The baryon/meson ratios show weak p_T dependence, similar to light hadron ratios.

Predictions are consistent with other models and thermal expectations.

Abstract

In a coalescence plus fragmentation approach we calculate the heavy baryon/meson ratio and the $p_T$ spectra of charmed hadrons $D^{0}$, $D_{s}$ and $\Lambda_{c}^{+}$ in a wide range of transverse momentum from low $p_T$ up to about 10 GeV and discuss their ratios from RHIC to LHC energies without any change of the coalescence parameters. We have included the contribution from decays of heavy hadron resonances and also the one due to fragmentation of heavy quarks which do not undergo the coalescence process.
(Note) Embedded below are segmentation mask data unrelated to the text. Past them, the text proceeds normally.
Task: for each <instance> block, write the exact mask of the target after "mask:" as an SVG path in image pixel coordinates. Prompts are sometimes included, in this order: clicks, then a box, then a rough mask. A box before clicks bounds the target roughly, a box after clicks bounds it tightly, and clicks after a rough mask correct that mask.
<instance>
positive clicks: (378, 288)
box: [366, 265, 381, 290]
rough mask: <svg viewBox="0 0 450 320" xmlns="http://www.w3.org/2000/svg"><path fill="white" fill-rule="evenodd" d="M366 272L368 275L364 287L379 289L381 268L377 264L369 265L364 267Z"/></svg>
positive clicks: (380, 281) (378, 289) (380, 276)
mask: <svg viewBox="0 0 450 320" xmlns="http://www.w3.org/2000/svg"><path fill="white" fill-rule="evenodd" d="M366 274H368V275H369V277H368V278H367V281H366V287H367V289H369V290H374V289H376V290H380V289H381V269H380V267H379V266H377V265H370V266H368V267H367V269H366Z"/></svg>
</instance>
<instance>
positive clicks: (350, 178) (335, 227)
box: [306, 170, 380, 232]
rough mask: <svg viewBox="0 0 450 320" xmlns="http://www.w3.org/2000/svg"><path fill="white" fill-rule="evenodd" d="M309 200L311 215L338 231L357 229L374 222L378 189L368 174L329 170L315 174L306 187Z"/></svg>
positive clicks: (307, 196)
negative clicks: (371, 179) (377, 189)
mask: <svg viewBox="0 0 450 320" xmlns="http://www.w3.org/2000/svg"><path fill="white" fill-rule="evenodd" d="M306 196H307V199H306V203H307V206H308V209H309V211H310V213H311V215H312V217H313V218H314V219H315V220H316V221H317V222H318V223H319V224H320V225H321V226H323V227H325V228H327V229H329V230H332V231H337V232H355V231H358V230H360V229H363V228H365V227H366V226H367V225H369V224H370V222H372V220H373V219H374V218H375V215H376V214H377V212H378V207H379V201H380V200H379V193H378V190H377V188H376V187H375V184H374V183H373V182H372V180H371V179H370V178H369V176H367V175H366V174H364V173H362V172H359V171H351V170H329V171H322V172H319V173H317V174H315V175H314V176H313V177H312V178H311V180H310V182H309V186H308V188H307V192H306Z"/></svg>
The coalescence process is tuned to have all charm quarks hadronizing in the $p_T\rightarrow 0$ limit and at finite $p_T$ charm quarks not undergoing coalescence are hadronized by independent fragmentation. The $p_T$ dependence of the baryon/meson ratios are found to be sensitive to the masses of coalescing quarks, in particular the $\Lambda_{c}/D^{0}$ can reach values of about $\rm 1\div 1.5 $ at $p_T \approx \, 3$ \mbox{GeV}, or larger, similarly to the light baryon/meson ratio like $p/\pi$ and $\Lambda/K$, however a marked difference is a quite weak $p_T$ dependence with respect to the light case, such that a larger value at intermediate $p_T$ implies a relatively large value also for the integrated yields. A comparison with other coalescence model and with the prediction of thermal model is discussed.